Opening rolls and last rolls during a bear off are indeed special cases. (I once made a table of 47000 last rolls in games that didn't end with a resignation and almost 30% of them were doubles.) Using these rolls in the test will, in the long run, result in high X2's and therefore delfated p-values.

Quote from: Zorba on April 16, 2010, 11:37:11 AM
[...] Including last rolls are not a problem; the easiest way to see this is to realize that the dice don't know which roll of the game it is.

It is a problem. Suppose you have 4 stones left on your 1 point, and your opponent has just started bearing off. With a probability of 11/36 the last roll in that match will be a double: it will only be a non-double if you roll two non-doubles in a row! (Assuming the opponent doesn't resign.)

pck · April 16, 2010, 09:42:07 PM

Quote from: boomslang on April 16, 2010, 09:24:10 PM
It is a problem. Suppose you have 4 stones left on your 1 point, and your opponent has just started bearing off. With a probability of 11/36 the last roll in that match will be a double: it will only be a non-double if you roll two non-doubles in a row! (Assuming the opponent doesn't resign.)

But from this it doesn't follow that there are more doubles than 1 in 6 rolled on average in bg matches. (*)

Dorbel is right. Inim fell prey to this illusion a while ago as well. The above argument ignores that fact that bg games have no fixed number of rolls.

Imagine an evenly distributed dice stream. If (*) were true you shouldn't be able to play bg with it. But of course you can.

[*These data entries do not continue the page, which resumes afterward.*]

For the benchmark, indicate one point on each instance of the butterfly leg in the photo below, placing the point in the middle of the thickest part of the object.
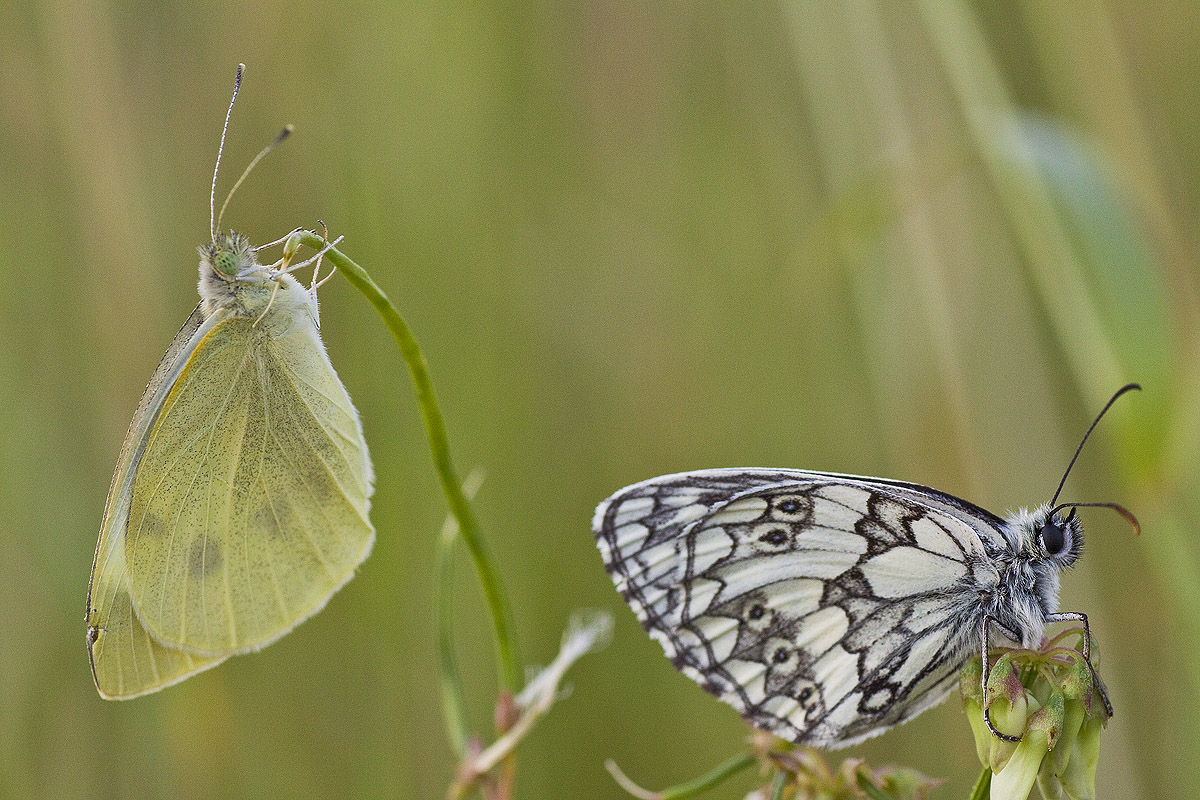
(1075, 617)
(987, 671)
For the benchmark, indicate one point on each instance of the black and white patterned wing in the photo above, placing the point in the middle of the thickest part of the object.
(826, 608)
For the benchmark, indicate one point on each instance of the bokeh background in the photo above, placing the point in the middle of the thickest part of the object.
(916, 239)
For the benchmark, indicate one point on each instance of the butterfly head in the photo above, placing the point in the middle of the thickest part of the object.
(232, 277)
(1047, 535)
(228, 257)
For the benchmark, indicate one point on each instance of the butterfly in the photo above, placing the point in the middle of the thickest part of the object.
(828, 608)
(240, 499)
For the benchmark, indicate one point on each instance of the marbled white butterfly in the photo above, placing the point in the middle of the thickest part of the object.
(827, 608)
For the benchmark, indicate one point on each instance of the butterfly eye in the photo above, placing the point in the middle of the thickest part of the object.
(1054, 537)
(226, 262)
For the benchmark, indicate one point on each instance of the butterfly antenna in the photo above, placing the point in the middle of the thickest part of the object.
(1092, 427)
(1120, 509)
(213, 192)
(262, 154)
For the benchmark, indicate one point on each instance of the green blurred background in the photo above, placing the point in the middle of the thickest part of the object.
(923, 240)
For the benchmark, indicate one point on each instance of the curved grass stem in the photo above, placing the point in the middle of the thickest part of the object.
(439, 445)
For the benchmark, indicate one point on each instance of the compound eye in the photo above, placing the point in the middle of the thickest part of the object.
(1054, 537)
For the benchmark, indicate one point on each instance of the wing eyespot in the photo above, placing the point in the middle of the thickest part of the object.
(773, 535)
(791, 507)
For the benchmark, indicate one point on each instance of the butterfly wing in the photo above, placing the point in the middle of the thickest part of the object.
(825, 608)
(250, 506)
(126, 661)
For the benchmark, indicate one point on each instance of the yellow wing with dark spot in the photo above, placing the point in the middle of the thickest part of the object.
(250, 505)
(126, 661)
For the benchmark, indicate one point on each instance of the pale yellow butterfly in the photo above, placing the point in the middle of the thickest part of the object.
(240, 499)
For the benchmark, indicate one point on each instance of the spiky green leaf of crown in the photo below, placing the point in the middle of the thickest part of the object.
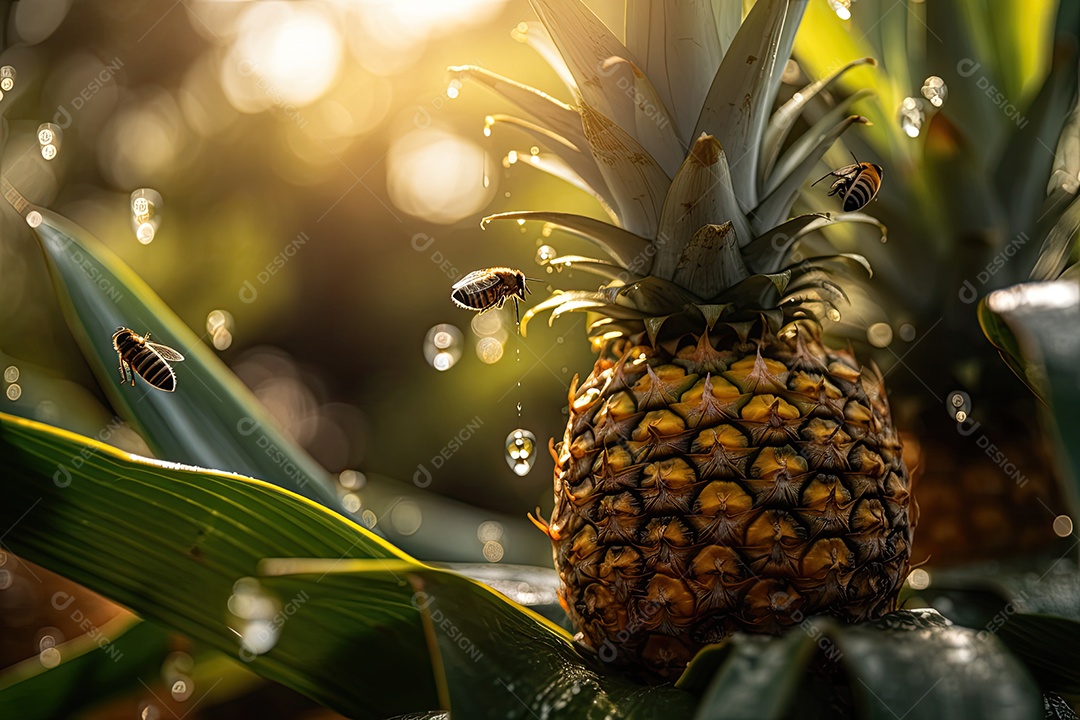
(699, 189)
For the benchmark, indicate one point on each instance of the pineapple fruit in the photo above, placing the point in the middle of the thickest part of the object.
(723, 469)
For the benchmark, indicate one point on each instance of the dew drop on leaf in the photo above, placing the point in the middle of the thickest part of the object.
(521, 451)
(912, 116)
(958, 405)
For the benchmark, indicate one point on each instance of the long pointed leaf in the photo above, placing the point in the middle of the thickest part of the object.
(679, 49)
(172, 541)
(629, 249)
(739, 102)
(700, 194)
(974, 678)
(212, 419)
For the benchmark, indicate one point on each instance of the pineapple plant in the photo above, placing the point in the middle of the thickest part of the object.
(976, 186)
(723, 467)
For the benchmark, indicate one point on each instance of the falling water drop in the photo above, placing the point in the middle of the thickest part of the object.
(912, 116)
(49, 137)
(146, 214)
(7, 78)
(841, 8)
(958, 405)
(521, 451)
(879, 335)
(934, 90)
(544, 255)
(442, 345)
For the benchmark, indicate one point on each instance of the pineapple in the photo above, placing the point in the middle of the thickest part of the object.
(723, 469)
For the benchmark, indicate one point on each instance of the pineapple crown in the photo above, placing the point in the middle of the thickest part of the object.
(697, 188)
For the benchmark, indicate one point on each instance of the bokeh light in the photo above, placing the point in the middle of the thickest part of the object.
(437, 176)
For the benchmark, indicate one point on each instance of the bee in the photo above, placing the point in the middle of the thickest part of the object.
(858, 184)
(149, 360)
(483, 289)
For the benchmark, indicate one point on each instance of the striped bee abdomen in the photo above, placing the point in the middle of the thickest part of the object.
(137, 355)
(484, 289)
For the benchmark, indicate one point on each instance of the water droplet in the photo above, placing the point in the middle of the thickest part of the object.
(934, 90)
(490, 324)
(50, 136)
(493, 552)
(7, 78)
(489, 531)
(352, 479)
(442, 345)
(50, 656)
(912, 116)
(959, 405)
(351, 502)
(841, 8)
(521, 451)
(489, 350)
(406, 517)
(219, 325)
(919, 579)
(879, 335)
(545, 254)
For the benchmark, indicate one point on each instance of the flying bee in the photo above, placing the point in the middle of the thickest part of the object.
(149, 360)
(858, 184)
(483, 289)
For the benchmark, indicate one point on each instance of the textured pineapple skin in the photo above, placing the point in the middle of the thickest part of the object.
(703, 491)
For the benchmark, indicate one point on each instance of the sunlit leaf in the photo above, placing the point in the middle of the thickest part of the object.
(630, 250)
(212, 419)
(700, 194)
(740, 99)
(93, 669)
(947, 671)
(171, 542)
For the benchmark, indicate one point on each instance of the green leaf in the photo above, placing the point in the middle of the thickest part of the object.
(1001, 337)
(740, 99)
(523, 673)
(171, 542)
(94, 669)
(947, 671)
(1044, 317)
(700, 194)
(1049, 646)
(212, 419)
(759, 677)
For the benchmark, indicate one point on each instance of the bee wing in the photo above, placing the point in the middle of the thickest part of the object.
(165, 352)
(481, 280)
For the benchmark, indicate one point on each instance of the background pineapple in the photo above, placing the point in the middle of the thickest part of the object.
(721, 469)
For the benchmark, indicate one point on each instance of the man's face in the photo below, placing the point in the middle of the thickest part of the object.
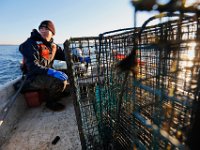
(46, 33)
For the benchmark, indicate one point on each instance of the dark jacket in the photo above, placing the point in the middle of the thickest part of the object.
(31, 55)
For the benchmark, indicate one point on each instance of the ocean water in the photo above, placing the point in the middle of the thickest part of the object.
(10, 58)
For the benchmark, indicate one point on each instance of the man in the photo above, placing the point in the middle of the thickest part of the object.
(38, 52)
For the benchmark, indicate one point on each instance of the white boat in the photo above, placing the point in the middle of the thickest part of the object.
(25, 128)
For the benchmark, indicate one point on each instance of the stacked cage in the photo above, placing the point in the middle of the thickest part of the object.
(148, 106)
(83, 75)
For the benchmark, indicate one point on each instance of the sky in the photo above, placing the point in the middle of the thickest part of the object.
(72, 18)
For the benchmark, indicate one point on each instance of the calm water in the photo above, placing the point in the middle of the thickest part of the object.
(10, 59)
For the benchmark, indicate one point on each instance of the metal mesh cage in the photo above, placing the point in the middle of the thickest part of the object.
(150, 106)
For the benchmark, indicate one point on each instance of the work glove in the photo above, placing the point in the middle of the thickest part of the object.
(57, 74)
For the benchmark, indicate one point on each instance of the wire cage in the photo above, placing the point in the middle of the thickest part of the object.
(150, 106)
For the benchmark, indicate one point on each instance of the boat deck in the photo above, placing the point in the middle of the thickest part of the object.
(38, 127)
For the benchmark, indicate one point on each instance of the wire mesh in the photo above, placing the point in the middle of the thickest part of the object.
(149, 107)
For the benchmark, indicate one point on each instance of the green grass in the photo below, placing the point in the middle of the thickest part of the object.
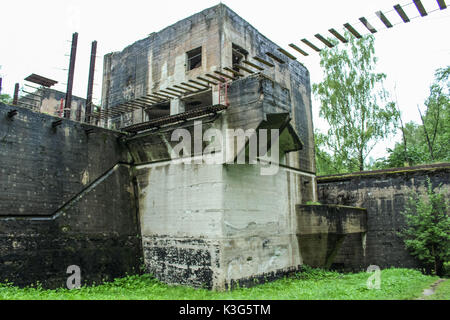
(442, 292)
(397, 284)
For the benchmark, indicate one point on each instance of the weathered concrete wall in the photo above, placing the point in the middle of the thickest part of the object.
(159, 61)
(215, 225)
(321, 230)
(383, 194)
(66, 198)
(292, 76)
(48, 101)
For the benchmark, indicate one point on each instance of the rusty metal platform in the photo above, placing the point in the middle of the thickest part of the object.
(156, 123)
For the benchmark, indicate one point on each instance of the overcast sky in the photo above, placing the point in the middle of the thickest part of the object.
(35, 37)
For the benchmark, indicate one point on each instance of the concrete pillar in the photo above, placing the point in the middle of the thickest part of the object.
(215, 93)
(176, 106)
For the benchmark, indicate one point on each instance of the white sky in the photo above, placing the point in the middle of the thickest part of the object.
(35, 38)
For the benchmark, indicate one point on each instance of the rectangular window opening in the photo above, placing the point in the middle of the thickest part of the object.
(158, 111)
(194, 58)
(197, 101)
(239, 54)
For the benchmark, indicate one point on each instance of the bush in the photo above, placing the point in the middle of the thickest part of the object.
(427, 232)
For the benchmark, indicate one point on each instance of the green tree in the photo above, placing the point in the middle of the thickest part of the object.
(354, 102)
(428, 142)
(427, 232)
(5, 98)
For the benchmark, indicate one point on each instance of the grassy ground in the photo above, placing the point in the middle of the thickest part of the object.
(397, 284)
(442, 292)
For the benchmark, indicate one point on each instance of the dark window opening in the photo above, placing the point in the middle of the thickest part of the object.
(194, 58)
(200, 100)
(239, 54)
(158, 111)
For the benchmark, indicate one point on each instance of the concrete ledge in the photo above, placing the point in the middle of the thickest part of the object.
(317, 219)
(321, 230)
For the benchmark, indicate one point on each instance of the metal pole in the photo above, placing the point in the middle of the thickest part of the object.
(90, 83)
(16, 95)
(73, 54)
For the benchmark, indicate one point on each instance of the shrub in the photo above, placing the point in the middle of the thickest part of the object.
(427, 232)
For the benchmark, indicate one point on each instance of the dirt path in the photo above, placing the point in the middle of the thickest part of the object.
(429, 292)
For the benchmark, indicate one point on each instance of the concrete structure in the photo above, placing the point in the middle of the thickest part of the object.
(384, 194)
(214, 225)
(113, 201)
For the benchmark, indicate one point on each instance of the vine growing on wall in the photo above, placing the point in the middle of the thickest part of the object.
(427, 232)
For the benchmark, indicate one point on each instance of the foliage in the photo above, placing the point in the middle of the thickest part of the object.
(427, 232)
(426, 143)
(442, 292)
(354, 103)
(5, 98)
(312, 284)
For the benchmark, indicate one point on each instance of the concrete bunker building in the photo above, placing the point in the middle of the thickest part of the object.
(214, 224)
(112, 200)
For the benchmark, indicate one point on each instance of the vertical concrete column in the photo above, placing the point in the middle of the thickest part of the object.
(216, 95)
(176, 106)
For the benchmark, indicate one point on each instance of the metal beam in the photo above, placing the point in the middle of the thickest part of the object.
(253, 65)
(287, 54)
(420, 7)
(161, 95)
(338, 35)
(293, 46)
(274, 57)
(177, 91)
(442, 4)
(207, 81)
(383, 19)
(16, 94)
(366, 23)
(244, 68)
(179, 87)
(267, 63)
(215, 78)
(87, 118)
(324, 41)
(352, 30)
(236, 73)
(191, 86)
(73, 54)
(309, 44)
(401, 13)
(170, 93)
(225, 75)
(200, 84)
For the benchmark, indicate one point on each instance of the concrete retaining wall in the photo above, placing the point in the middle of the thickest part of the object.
(384, 194)
(66, 198)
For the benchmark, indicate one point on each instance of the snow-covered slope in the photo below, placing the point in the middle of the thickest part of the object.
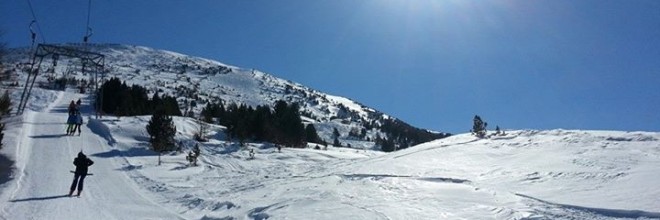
(526, 174)
(200, 81)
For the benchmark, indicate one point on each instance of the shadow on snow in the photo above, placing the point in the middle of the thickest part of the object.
(40, 198)
(132, 152)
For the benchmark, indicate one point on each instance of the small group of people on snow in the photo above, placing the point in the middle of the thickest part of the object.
(75, 118)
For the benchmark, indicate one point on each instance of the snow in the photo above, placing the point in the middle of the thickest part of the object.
(525, 174)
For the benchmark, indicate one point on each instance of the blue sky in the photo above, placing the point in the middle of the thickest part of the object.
(541, 64)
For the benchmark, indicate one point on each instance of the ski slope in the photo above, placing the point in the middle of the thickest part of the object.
(45, 157)
(525, 174)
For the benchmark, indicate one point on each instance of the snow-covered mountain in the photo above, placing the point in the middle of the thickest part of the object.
(525, 174)
(197, 81)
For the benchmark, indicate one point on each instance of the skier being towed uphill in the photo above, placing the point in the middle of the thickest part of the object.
(82, 163)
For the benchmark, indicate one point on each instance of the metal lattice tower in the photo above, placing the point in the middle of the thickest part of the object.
(93, 62)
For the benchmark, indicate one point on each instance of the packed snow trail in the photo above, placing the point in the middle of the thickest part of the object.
(44, 159)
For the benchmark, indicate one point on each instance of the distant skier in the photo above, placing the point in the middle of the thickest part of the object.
(82, 163)
(78, 124)
(72, 107)
(71, 121)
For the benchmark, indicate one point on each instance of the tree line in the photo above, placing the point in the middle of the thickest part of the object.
(281, 125)
(119, 99)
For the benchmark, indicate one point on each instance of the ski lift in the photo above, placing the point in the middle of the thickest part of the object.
(33, 34)
(89, 34)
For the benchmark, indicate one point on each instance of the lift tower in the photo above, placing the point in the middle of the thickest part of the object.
(95, 62)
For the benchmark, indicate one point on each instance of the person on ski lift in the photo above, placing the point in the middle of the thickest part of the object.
(72, 107)
(71, 121)
(82, 162)
(78, 123)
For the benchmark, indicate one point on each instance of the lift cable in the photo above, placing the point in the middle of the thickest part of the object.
(34, 20)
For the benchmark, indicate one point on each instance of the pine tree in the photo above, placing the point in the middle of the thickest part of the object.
(161, 130)
(310, 134)
(5, 104)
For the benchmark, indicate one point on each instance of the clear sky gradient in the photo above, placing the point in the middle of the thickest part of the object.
(542, 64)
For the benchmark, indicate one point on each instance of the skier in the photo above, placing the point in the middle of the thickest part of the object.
(72, 107)
(82, 163)
(70, 129)
(78, 123)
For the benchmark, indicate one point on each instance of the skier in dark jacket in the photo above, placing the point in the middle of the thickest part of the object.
(82, 163)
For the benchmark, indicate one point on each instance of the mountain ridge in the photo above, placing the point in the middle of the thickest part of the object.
(196, 81)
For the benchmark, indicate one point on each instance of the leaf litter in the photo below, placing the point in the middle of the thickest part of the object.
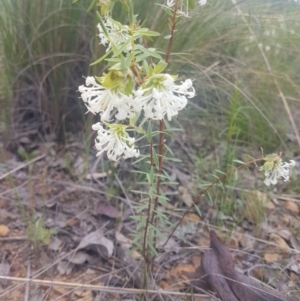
(89, 248)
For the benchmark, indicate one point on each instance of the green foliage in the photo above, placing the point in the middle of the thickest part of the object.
(45, 51)
(38, 234)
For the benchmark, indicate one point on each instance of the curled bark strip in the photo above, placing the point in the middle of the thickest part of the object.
(218, 274)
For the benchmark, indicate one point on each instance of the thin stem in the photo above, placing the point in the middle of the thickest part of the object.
(145, 245)
(161, 130)
(219, 179)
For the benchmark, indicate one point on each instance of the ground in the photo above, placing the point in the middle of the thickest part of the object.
(65, 223)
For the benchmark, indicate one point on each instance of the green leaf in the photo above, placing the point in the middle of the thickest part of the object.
(101, 58)
(155, 157)
(160, 67)
(120, 48)
(198, 210)
(150, 51)
(145, 32)
(151, 175)
(149, 132)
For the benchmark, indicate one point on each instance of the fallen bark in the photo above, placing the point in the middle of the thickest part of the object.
(217, 274)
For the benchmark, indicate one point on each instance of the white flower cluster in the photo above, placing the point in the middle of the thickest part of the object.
(115, 141)
(100, 100)
(158, 97)
(117, 32)
(278, 170)
(171, 3)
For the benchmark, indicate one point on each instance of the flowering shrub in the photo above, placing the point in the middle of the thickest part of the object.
(135, 92)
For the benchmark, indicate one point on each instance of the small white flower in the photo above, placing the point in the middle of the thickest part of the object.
(100, 100)
(267, 48)
(115, 141)
(275, 170)
(117, 32)
(170, 3)
(160, 96)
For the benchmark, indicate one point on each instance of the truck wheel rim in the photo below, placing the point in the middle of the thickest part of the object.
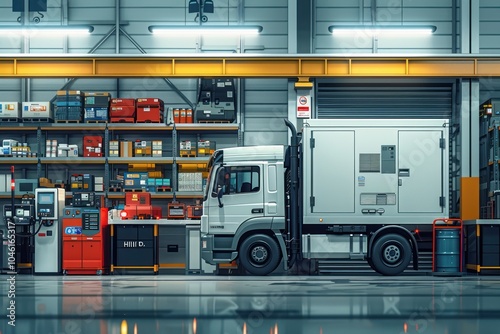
(392, 254)
(259, 254)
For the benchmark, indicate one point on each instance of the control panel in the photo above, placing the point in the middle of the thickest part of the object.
(24, 214)
(84, 200)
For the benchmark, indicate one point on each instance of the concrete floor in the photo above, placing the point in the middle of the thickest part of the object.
(286, 305)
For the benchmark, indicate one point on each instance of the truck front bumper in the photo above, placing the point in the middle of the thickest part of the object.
(211, 255)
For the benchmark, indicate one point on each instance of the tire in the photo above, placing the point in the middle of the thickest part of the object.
(259, 254)
(391, 254)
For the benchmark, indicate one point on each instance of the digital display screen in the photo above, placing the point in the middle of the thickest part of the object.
(47, 198)
(25, 186)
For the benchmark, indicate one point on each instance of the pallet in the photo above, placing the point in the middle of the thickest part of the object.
(68, 121)
(214, 121)
(123, 120)
(102, 121)
(10, 119)
(38, 120)
(149, 121)
(141, 190)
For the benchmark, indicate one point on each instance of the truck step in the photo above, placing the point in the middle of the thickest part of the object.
(361, 267)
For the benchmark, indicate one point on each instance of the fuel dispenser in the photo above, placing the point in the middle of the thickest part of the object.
(49, 206)
(85, 240)
(23, 217)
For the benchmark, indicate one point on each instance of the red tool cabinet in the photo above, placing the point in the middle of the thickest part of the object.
(85, 241)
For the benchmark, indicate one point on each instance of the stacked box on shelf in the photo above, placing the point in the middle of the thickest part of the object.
(92, 146)
(69, 105)
(142, 148)
(114, 148)
(126, 149)
(122, 111)
(149, 110)
(37, 112)
(82, 182)
(157, 148)
(135, 180)
(96, 108)
(187, 148)
(10, 111)
(99, 183)
(182, 115)
(51, 148)
(190, 182)
(67, 150)
(205, 147)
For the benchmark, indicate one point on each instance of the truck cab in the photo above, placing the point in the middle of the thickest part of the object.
(243, 208)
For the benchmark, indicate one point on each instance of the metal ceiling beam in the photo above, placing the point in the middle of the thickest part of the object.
(244, 66)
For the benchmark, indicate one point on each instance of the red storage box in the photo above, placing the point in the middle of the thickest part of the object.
(137, 198)
(177, 115)
(149, 115)
(123, 102)
(150, 102)
(122, 111)
(122, 119)
(92, 146)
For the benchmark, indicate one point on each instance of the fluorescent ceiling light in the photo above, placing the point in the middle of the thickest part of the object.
(32, 30)
(204, 30)
(377, 30)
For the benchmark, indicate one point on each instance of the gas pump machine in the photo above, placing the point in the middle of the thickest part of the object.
(49, 206)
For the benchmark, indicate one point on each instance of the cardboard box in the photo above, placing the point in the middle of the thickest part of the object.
(5, 183)
(121, 111)
(68, 92)
(95, 114)
(206, 147)
(10, 110)
(149, 115)
(114, 148)
(123, 102)
(97, 99)
(126, 149)
(37, 110)
(92, 146)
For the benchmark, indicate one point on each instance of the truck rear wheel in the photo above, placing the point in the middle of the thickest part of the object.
(259, 254)
(391, 254)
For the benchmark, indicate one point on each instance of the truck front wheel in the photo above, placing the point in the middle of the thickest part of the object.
(259, 254)
(391, 254)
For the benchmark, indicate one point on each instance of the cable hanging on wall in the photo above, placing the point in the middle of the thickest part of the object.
(201, 7)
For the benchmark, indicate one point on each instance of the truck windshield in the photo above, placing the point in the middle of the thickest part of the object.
(214, 161)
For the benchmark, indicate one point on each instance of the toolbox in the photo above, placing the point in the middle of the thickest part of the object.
(176, 210)
(92, 146)
(10, 110)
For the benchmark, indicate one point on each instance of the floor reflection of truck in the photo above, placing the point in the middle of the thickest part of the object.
(345, 189)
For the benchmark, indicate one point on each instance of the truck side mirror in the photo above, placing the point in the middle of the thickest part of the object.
(219, 196)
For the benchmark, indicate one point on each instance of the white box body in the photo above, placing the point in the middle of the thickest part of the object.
(37, 110)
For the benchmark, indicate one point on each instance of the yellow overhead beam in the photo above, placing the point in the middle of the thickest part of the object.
(243, 66)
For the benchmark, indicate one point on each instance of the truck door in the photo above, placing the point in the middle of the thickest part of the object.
(420, 172)
(242, 198)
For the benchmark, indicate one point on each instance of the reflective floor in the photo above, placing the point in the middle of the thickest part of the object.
(286, 305)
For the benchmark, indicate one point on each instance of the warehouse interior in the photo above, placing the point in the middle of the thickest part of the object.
(249, 166)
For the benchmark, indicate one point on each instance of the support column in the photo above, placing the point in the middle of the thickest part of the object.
(469, 116)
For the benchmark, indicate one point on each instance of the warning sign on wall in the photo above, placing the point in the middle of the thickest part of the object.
(303, 105)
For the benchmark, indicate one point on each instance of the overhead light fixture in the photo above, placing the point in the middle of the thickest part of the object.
(377, 30)
(204, 30)
(31, 30)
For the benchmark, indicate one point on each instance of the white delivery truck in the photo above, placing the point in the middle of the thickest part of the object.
(344, 189)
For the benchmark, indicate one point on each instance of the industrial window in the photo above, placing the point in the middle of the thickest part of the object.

boomslang · April 16, 2010, 10:02:09 PM

Quote from: pck on April 16, 2010, 07:58:10 PM
gumpi ran the same XG tests over roughly 250.000 dice rolls from around 2200 FIBS .mat files I sent him. Here are the results.

What puzzles me is how it is possible to get good results for the player's as well as the opp's distribution, but a bad one for their combined distribution.

Looking at the screenshots, it seems the dice for pck and the dice for all his opponents were exactly the same: same overall stats, same race stats, same number of rolls, same double ratio, same average pip, entering ratio etc.

Something clearly went wrong while running the tests and/or importing the .mat-files.

boomslang · April 16, 2010, 10:16:17 PM

Quote from: pck on April 16, 2010, 09:42:07 PM

But from this it doesn't follow that there are more doubles than 1 in 6 rolled on average in bg matches. (*)

It does mean that there are more doubles than 1 in 6 during race situations (since the last roll has a higher that 1/6 chance of being a double and all remaining rolls have a 1/6 chance of being a double) so for the last three tests it matters.

pck · April 16, 2010, 10:21:25 PM

Quote from: boomslang on April 16, 2010, 10:02:09 PM
Looking at the screenshots, it seems the dice for pck and the dice for all his opponents were exactly the same: same overall stats, same race stats, same number of rolls, same double ratio, same average pip, entering ratio etc.

Something clearly went wrong while running the tests and/or importing the .mat-files.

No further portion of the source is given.